I can feel the cold air coming out from under the closed door when standing in front of it.

Why?

In: 3

5 Answers

Anonymous 0 Comments

Cold air is denser that warm air, and it leaks under the door in the same manner that water would leak under the door

Anonymous 0 Comments

The AC unit is causing positive pressure within the room. Positive pressure is when the pressure is greater than ambient. Since the pressure is higher in the room with AC, the air is constantly trying to equalize the pressure between the room and hallway. To do so it rushes out of the room through any crack or hole it can.

Anonymous 0 Comments

Cool Air sinks to the bottom of the floor.

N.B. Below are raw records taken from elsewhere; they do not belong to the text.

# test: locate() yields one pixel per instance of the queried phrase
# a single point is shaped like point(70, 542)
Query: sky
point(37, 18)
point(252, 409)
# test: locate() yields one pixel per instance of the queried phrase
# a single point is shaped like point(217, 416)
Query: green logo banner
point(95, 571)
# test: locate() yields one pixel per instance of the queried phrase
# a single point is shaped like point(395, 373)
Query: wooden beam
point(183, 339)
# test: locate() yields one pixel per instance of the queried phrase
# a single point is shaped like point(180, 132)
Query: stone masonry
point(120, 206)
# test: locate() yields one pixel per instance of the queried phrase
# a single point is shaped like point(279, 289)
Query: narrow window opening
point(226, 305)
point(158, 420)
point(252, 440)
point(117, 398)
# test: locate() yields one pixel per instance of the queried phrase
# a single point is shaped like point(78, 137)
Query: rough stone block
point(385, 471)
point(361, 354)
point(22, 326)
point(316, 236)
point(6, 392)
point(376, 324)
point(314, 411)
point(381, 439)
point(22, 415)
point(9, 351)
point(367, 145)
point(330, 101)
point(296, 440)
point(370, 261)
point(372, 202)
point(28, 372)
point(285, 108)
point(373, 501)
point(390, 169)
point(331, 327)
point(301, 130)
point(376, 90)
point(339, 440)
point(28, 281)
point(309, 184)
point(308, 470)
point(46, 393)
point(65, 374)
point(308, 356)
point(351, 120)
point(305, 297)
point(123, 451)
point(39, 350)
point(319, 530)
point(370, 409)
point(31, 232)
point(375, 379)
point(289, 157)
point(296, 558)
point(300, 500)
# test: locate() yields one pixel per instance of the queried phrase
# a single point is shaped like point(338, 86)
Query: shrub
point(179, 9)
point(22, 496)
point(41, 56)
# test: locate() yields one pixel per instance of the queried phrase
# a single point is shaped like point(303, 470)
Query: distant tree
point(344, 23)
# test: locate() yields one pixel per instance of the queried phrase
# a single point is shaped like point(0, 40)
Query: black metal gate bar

And since your AC exhaust usually isn’t placed on the floor the newly cooled air sinks on top of the already cool (but a bit warmer air since the floor is reheating the air). As such you get a high pressure zone as the coolest air is trying to sink down onto the ground. This squeezes the cool air which is already on the ground through the small gap below the door into the warmer hallway.

Anonymous 0 Comments

Also worth noting that air will naturally spread out and mix so you’d expect a cooler zone next to the door where there’s a small gap (providing there’s little circulation in the room to break up the air).

Anonymous 0 Comments

Do you have central air conditioning? If so then somewhere in your house, usually near the thermostat, there is an air intake that brings room air into the AC evaporator to cool. Then the cool air blows into the room and has to make its way back to the intake.